Example 3: UNNEST with ORDINALITY for positional access
UNNEST WITH ORDINALITY gives you the position (1-based index) of each element — crucial for sequence analysis:
-- Example: event sequence stored as a JSONB array
CREATE TABLE IF NOT EXISTS user_sessions (
session_id TEXT PRIMARY KEY,
customer_id INT,
event_sequence JSONB -- ["page_view","product_view","add_to_cart","checkout","purchase"]
);
INSERT INTO user_sessions VALUES
('sess_001', 1, '["page_view","product_view","add_to_cart","purchase"]'),
('sess_002', 2, '["page_view","page_view","product_view","checkout","purchase"]'),
('sess_003', 3, '["page_view","product_view","product_view","add_to_cart"]'),
('sess_004', 4, '["page_view","purchase"]')
ON CONFLICT (session_id) DO NOTHING;
-- Expand sequence with position
SELECT
us.session_id,
us.customer_id,
step_num,
event_type #>> '{}' AS event_type
FROM user_sessions us,
LATERAL jsonb_array_elements(us.event_sequence)
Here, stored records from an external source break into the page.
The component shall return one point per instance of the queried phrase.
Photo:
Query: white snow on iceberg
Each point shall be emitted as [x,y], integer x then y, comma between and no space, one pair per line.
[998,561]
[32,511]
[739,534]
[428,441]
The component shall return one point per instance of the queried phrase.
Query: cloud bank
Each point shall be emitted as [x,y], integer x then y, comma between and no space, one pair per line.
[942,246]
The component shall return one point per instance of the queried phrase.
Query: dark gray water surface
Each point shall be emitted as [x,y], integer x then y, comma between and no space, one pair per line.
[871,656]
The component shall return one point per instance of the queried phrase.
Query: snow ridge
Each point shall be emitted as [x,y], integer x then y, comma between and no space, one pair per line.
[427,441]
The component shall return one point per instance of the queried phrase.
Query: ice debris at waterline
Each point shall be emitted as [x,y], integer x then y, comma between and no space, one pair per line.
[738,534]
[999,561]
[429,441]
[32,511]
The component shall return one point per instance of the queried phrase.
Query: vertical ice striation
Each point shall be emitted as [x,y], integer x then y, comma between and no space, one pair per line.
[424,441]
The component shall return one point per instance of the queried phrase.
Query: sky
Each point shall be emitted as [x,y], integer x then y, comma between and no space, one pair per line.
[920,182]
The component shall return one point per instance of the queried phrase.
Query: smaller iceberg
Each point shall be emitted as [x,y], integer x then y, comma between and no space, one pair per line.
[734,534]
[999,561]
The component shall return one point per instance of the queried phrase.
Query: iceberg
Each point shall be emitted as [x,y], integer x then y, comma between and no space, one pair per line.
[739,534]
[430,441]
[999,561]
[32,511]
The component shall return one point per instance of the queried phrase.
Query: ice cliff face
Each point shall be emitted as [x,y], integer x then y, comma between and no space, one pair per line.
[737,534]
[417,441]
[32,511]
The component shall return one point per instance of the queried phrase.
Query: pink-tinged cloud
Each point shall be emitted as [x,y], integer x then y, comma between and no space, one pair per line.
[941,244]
WITH ORDINALITY AS t(event_type, step_num)
ORDER BY us.session_id, step_num;
-- Find sessions where 'add_to_cart' happens before 'purchase'
WITH expanded AS (
SELECT
session_id,
event_type #>> '{}' AS event_type,
step_num
FROM user_sessions,
LATERAL jsonb_array_elements(event_sequence) WITH ORDINALITY AS t(event_type, step_num)
),
cart_and_purchase AS (
SELECT
session_id,
MIN(step_num) FILTER (WHERE event_type = 'add_to_cart') AS cart_step,
MIN(step_num) FILTER (WHERE event_type = 'purchase') AS purchase_step
FROM expanded
GROUP BY session_id
)
SELECT
session_id,
cart_step,
purchase_step,
CASE WHEN cart_step < purchase_step THEN 'Normal Path'
WHEN cart_step IS NULL THEN 'Direct Purchase (No Cart)'
WHEN purchase_step IS NULL THEN 'Abandoned'
ELSE 'Unusual Order'
END AS path_type
FROM cart_and_purchase;
Example 4: Native PostgreSQL arrays — UNNEST and ANY
For typed arrays (text[], integer[]), PostgreSQL native array operations are faster than JSONB:
-- Using native text arrays for tags (more efficient than JSONB arrays for simple lists)
ALTER TABLE articles ADD COLUMN IF NOT EXISTS tags_native TEXT[];
UPDATE articles SET tags_native = ARRAY(
SELECT value #>> '{}' FROM jsonb_array_elements(tags)
);
-- Array membership check: articles tagged with 'postgresql'
SELECT title FROM articles
WHERE 'postgresql' = ANY(tags_native);
-- @> contains: articles with BOTH 'postgresql' AND 'analytics'
SELECT title FROM articles
WHERE tags_native @> ARRAY['postgresql', 'analytics'];
-- Overlap &&: articles with ANY of these tags
SELECT title FROM articles
WHERE tags_native && ARRAY['nosql', 'indexes', 'windows'];
-- Unnest native array (simpler than JSONB version)
SELECT a.title, UNNEST(a.tags_native) AS tag
FROM articles a
ORDER BY a.title, tag;
-- Array aggregation back from rows
SELECT STRING_AGG(title, ', ' ORDER BY published_at) AS titles,
ARRAY_AGG(DISTINCT tag ORDER BY tag) AS all_tags
FROM articles a, UNNEST(a.tags_native) AS tag
GROUP BY tag
HAVING COUNT(*) >= 2;
Key Takeaway
LATERAL jsonb_array_elements() is the primary tool for expanding JSONB arrays into rows — essential for frequency analysis, co-occurrence, and sequence analysis. WITH ORDINALITY adds position numbers. For typed arrays (IDs, simple tags), native PostgreSQL arrays with UNNEST and ANY are simpler and faster. Choose JSONB arrays when the array is part of a larger variable-schema document; choose native arrays when the array is the main column concern.